At a time of severe economic recession, the global community can no longer afford to spend billions of dollars daily on a misguided notion of military security that only increases the threat of military action, loss of human life, environmental contamination, and the loss of precious biodiversity.
On the morning we departed the mayor of Seogwipo announced that the police could seal off access to the public agricultural road to the coastline, blocking off primary access to anti-base protesters. National Defense Minister Cho Hyun-oh promised Jeju’s police commissioner as many resources as was needed to remove the base resistance camp. Police and undercover vans now monitor the three entrances to the base site 24 hours a day.

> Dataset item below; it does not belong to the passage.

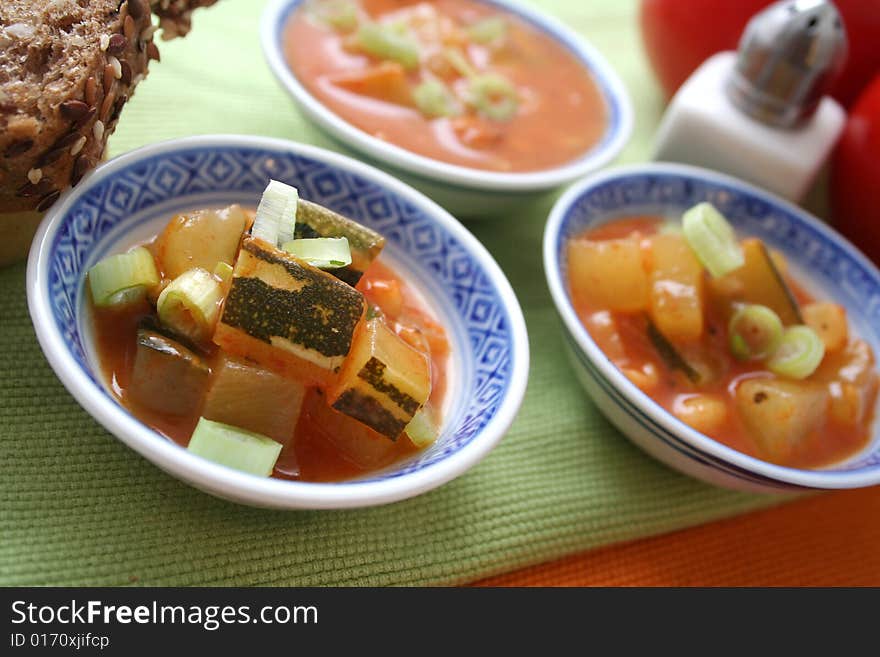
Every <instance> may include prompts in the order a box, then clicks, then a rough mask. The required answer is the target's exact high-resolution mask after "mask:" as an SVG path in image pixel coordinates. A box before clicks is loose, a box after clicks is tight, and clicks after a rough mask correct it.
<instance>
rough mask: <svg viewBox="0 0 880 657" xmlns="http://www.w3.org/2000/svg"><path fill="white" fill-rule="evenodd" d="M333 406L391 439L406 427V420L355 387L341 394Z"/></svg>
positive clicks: (341, 411) (338, 409)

Since I left Gangjeong there has been an intense stand-off. Hundreds of police attempted to come through the farm road where several women chained themselves to trees to block their access. Thanks to the increasing pressure by civil society on the South Korean government to release the villagers and activists from prison, all have now been released, including the artist and activist Choi Sung-hee.
But as the global community’s awareness of the issue rises, so has Seoul’s crackdown on the peaceful protestors. On August 15th a reported 700 riot police from the mainland landed on Jeju with three water cannons, 16 large buses, and 10 riot control vehicles. Nevertheless, the villagers and activists have remained courageous and resolved to resist through nonviolent disobedience for their village, land, and sea. We must not relent as long as the villagers don’t.